For those of you who live in Santa Barbara, you are already familiar with New Noise. For those of you who don't, New Noise is a nonprofit organization who puts on the annual New Noise Santa Barbara Music Conference & Festival, which just went down this past weekend (It also deserves to be noted that they throw shows and events for the community during the other 361 days of the year as well). Since the fest's first year in 2009, notables such as Jack Johnson, The Growlers, HAIM, Andrew WK, and many others. This year boasted what was arguably their best line-up to date (At least to this old, jaded music snob), with Run The Jewels headlining, along with appearances from artists such as the Tijuana Panthers, Prayers, Fashawn, and more. Being that we do have a business to run (As well as our livers not being what they once were), we had to make some tough decisions as to who to check out and who to catch next time. In the end, Prayers and RTJ were our logical decisions as the unable-to-miss acts (Again, based on personal taste).

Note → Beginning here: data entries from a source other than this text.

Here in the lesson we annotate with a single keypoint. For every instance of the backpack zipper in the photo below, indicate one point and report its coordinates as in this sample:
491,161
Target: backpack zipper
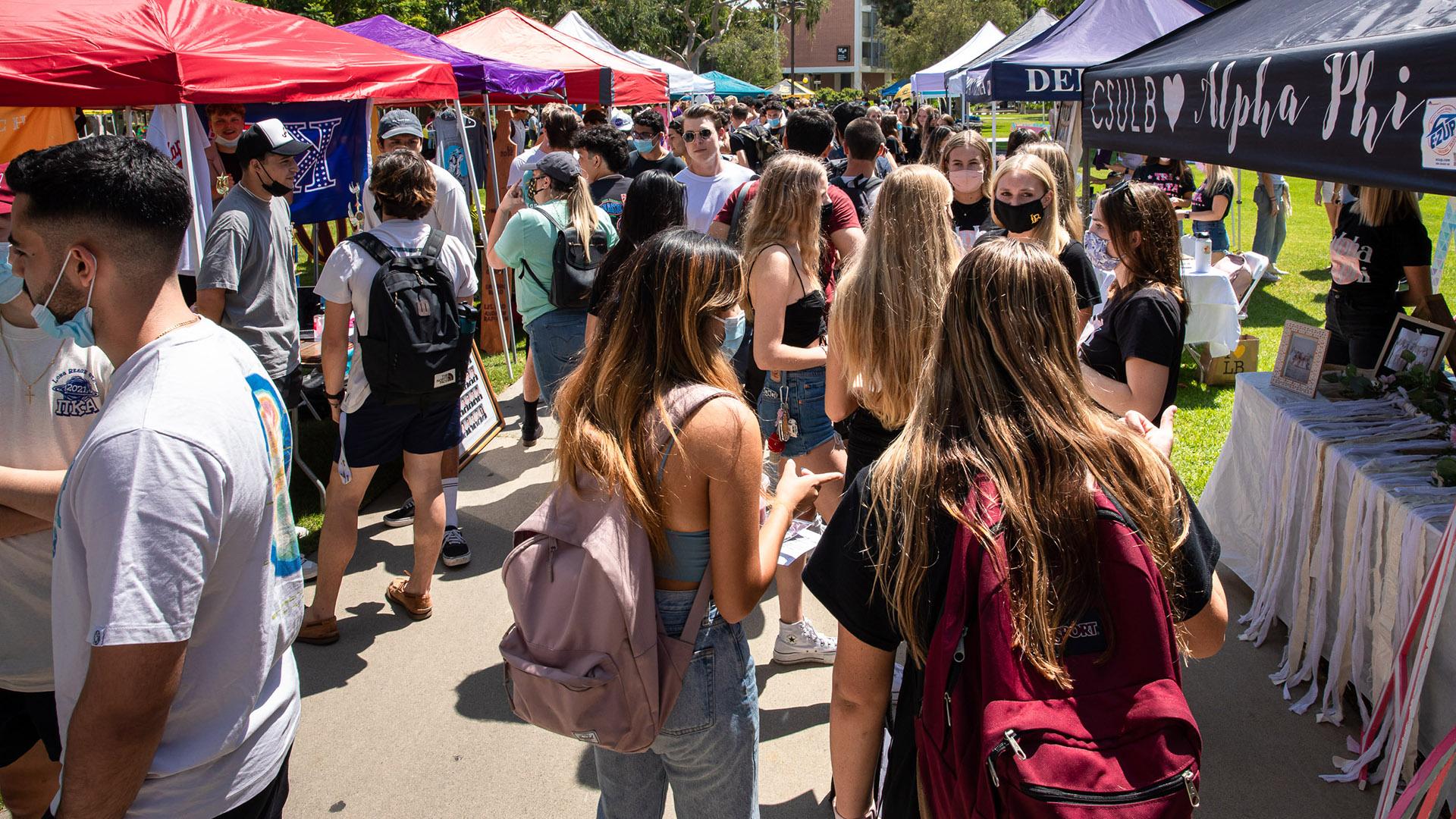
1171,784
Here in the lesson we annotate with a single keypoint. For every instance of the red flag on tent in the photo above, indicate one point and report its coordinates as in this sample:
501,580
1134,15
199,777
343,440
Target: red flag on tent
107,53
593,76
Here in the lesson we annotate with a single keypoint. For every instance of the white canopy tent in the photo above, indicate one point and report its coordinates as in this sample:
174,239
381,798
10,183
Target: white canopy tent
932,80
679,80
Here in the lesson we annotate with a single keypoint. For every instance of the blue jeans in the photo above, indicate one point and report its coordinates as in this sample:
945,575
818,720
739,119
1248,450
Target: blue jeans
708,749
557,343
1269,231
1215,231
802,394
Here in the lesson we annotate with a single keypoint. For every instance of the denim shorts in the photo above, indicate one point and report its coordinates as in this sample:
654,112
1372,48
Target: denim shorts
708,751
558,340
802,394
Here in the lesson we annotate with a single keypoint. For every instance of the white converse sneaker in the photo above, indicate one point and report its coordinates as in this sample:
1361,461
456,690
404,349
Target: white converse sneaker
801,643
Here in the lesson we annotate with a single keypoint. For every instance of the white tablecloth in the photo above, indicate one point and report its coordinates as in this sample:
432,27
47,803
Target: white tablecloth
1327,512
1213,309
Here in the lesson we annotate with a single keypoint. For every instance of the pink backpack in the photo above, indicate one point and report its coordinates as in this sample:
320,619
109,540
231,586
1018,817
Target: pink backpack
587,656
995,738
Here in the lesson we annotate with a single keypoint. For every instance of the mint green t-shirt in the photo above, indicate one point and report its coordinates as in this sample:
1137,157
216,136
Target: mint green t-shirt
530,238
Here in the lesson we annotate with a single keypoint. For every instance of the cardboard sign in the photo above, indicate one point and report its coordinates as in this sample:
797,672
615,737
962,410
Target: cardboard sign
479,410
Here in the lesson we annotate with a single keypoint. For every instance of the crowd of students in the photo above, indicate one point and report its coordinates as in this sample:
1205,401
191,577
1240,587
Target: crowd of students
871,316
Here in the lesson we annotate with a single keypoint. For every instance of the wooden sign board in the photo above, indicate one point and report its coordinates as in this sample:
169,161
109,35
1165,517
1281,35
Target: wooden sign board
479,411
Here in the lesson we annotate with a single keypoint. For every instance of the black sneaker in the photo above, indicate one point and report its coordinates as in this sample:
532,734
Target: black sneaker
402,516
530,430
455,551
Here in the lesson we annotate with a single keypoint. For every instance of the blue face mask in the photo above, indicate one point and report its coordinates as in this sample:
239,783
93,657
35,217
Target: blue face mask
733,334
1098,254
11,284
76,328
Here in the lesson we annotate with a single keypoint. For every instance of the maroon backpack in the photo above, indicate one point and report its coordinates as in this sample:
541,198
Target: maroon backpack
995,738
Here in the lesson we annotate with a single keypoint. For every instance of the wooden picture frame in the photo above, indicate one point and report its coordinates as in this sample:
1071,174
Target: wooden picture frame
1301,359
1426,340
481,417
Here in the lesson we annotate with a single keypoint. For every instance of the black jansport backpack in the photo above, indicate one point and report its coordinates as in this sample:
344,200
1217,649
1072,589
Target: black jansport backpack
573,268
414,350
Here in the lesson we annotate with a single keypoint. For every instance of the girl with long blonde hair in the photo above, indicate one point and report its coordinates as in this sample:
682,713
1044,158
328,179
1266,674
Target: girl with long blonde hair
1001,398
696,493
1210,206
965,159
1027,207
525,240
887,309
786,303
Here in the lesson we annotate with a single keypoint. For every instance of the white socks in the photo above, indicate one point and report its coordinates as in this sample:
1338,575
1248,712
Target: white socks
452,487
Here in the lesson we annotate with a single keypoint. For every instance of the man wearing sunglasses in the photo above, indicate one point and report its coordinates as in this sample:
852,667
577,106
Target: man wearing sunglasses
708,178
650,149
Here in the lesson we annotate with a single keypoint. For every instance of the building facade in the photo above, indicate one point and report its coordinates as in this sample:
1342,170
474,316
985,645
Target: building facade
843,50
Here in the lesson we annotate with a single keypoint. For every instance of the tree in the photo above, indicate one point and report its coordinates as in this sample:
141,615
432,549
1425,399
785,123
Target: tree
940,27
750,52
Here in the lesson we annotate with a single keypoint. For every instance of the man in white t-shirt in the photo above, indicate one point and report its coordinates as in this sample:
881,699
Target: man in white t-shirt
50,394
177,586
398,130
372,430
708,178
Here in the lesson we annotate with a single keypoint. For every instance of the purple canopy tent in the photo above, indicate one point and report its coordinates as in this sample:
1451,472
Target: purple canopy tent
473,74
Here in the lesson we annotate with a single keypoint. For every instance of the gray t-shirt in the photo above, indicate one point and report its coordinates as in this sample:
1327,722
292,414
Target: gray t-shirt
249,253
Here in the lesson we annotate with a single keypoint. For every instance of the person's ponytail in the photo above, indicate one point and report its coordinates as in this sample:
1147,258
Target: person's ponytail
582,213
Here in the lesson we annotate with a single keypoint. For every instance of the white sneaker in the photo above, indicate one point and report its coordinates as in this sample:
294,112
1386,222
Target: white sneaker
801,643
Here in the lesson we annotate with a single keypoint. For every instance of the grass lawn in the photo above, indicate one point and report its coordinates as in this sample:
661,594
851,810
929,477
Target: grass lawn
1204,413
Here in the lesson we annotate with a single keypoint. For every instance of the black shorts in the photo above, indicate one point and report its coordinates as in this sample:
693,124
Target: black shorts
27,719
378,433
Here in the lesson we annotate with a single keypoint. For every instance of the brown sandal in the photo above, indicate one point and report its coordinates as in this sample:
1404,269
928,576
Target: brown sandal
321,632
416,605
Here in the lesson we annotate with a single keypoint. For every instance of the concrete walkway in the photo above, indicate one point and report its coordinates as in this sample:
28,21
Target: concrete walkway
410,719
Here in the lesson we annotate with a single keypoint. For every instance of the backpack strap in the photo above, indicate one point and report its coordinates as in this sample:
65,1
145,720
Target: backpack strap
372,245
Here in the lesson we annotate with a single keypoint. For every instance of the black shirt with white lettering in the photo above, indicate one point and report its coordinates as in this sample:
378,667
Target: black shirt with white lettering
1369,262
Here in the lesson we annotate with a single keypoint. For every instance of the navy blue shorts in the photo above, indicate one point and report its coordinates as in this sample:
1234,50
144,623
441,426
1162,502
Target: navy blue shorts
378,433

I've got to say, other than my friend Sara and her audio assault known as Youth Code, I'm not huge into the Goth/Industrial scene. At all. However, YC won me over after watching their insane live performance after Amigo The Devil opened for them at a show in San Diego back in 2013. My ears didn't stop ringing for two days. San Diego's Prayers had intrigued me since watching the "Young Gods" video a couple of months back, and learning of the growing "Cholo Goth" movement. They are backed by travis barker, and just released their debut EP in June, which you can pick up HERE. Being that they were playing across the street at Velvet Jones, I really had no excuse to not go check out the leaders of an entirely new subculture, something which I consider a rarity in these days of rehashed movies, music, and movements (I told you earlier, I'm jaded). Well, what was true of Youth Code turned out to be true of Prayers. They put on one hell of a live show. Frontman Rafa has all the makings of a modern day Morrissey, except he'll probably break your jaw if you come at him wrong, and unlike the aforementioned diva, he's as humble as they come. Immediately following their set, he went straight into the crowd to connect with his fans. Your favorite rapper doesn't do that. His counterpart Dave Parley was no slouch on stage, either. He masterfully handled his MPC duties, and provided a seamless soundscape. The crowd went the fuck off, the kids knew all the words, and I walked away a fan of Prayers.
Run The Jewels
Unlike Prayers, I have been familiar with both jewel runners' Killer Mike and El-P's catalogues for some time. For those who have been living under the Rock of Gibraltar, Killer Mike is Atlanta's answer to Ice Cube, and El-P is hip-hop's quintessential rapper/producer, with a career that spans decades, and a resume that includes owning underground hip hop label staple Definitive Jux, as well as being a member of the seminal hip hop group Company Flow. Yes, let's get it out of the way, Killer Mike was the dude with the guest verse in that Outkast song you couldn't go anywhere without hearing circa 2003. But if that's all you know of his solo work, do some fucking homework. I'm not gonna spoon-feed you everything. Run The Jewels came about as a result of Killer Mike's superb 2012 release, "R.A.P. Music," for which all of the production duties were handled by El-P. The chemistry was undeniable, and Run The Jewels was formed. They have since incessantly toured both nationally and internationally, and performed at festivals such as that magical place in the desert where hipsters and corporations meet to have a 3 day orgy (AKA Coachella). If you're playing a 6:55 slot on Saturday night at that shitshow, your career trajectory is on a steady rise. No sarcasm whatsoever intended, to be clear. Anyone who has seen Run The Jewels live will tell you how incredible experiencing them live is, and New Noise 2015 was no exception. They have an energy akin to what my elders described to me as what they felt when they attended Public Enemy shows in the late 80's. Politically charged rhymes, incredibly high energy from all performers, and an all-out war on your eardrums. What the fuck else could one possibly want from a Rap show? They delivered on all of these fronts, and surpassed even this old bastard's expectations. It's good to know that there are groups like RTJ that are on a platform big enough to really give the youth some Edutainment, as KRS-1 would say, instead of the same old privatized-prison-filling messages that major labels' "urban" departments have been relentlessly shoving down our throats for the past ___ years. Not only that, but there's nothing like watching guys who you can actually tell are friends off the stage doing what they absolutely love, and doing a damn good job of it.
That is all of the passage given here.